The scope, a Siemens 1-A, was used in many groundbreaking experiments. In 1972, Dr. Albert Kapikian of NIAID and coworkers discovered the Norwalk virus on the microscope. The virus was the first to be associated with viral diarrheas. The Norwalk and Norwalk-like viruses are now considered to be the major cause of non-bacterial epidemic diarrhea around the world. Because the virus did not grow in any tissue culture system, Kapikian and colleagues used a technique called immune electron microscopy, which led to the virus' discovery by enabling it to be seen and showing that individuals who were infected with the virus developed antibodies to it.

NIAID's Dr. Albert Kapikian (l) and technician Siemer Siems prepare to bid microscope farewell.

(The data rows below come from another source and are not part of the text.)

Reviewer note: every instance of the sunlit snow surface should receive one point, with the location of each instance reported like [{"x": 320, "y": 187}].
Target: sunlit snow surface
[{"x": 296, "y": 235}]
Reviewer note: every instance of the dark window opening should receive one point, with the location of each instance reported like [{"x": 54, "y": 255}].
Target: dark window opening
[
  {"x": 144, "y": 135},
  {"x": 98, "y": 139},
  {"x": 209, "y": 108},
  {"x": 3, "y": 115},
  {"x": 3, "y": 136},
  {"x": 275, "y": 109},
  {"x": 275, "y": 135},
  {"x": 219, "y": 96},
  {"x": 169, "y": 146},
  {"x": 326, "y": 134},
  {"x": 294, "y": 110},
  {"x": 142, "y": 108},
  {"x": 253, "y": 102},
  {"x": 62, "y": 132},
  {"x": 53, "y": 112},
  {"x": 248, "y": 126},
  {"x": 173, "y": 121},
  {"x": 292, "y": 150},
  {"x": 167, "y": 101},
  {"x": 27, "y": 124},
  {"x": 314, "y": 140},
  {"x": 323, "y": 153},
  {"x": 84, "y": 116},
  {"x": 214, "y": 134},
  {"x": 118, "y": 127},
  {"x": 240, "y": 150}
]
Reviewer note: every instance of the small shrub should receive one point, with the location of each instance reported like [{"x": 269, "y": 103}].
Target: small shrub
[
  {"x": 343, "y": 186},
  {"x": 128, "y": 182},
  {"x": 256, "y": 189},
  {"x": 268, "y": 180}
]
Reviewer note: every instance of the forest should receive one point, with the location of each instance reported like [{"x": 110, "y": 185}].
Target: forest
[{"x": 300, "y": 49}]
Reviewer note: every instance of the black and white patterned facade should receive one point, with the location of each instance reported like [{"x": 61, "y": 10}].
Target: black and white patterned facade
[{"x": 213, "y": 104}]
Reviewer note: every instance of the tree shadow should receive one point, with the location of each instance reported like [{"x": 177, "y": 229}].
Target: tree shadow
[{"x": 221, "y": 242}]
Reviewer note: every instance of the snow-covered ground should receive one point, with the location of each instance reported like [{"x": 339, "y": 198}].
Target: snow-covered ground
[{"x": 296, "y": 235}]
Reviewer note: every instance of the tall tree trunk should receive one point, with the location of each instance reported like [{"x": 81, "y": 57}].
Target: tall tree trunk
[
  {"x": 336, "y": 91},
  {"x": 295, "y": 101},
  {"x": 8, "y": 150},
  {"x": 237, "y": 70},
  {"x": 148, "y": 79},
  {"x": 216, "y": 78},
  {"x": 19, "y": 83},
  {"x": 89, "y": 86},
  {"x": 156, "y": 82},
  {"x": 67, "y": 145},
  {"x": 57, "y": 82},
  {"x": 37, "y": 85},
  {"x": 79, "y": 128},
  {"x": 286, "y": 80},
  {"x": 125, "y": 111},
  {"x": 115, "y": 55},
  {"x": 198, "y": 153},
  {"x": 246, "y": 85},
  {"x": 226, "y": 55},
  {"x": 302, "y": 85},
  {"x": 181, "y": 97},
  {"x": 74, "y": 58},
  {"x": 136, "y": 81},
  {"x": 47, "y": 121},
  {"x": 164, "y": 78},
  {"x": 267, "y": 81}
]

Drs. Stephen Feinstone, Kapikian and Robert Purcell discovered the hepatitis A virus with the same technique in 1973. Kapikian and colleagues also visualized rotavirus, which was discovered by others in Australia, for the first time in the United States on this electron microscope. These viruses have emerged as the single most important cause of diarrhea in infants and young children around the world.

The electron microscope was also used as an epidemiologic tool in studies of specimens from various parts of the world. Pinpointing the viruses responsible for diseases enabled researchers to gather information about the viruses, to develop additional tests and to begin to develop vaccines for them.

Siems kept the microscope working for 30 years.

The microscope was in working condition until the day it was dismantled. Kapikian praised technician Siemer Siems, who had kept the microscope in excellent condition for about 30 years. Siems changed filaments or fixed the microscope when called, day or night. With some regret and reminiscing, Siems skillfully took the microscope apart in Bldg. 7 for the move and reassembled it in the storage area of the DeWitt Stetten Jr. Museum of Medical Research. The museum hopes eventually to be able to exhibit this important microscope.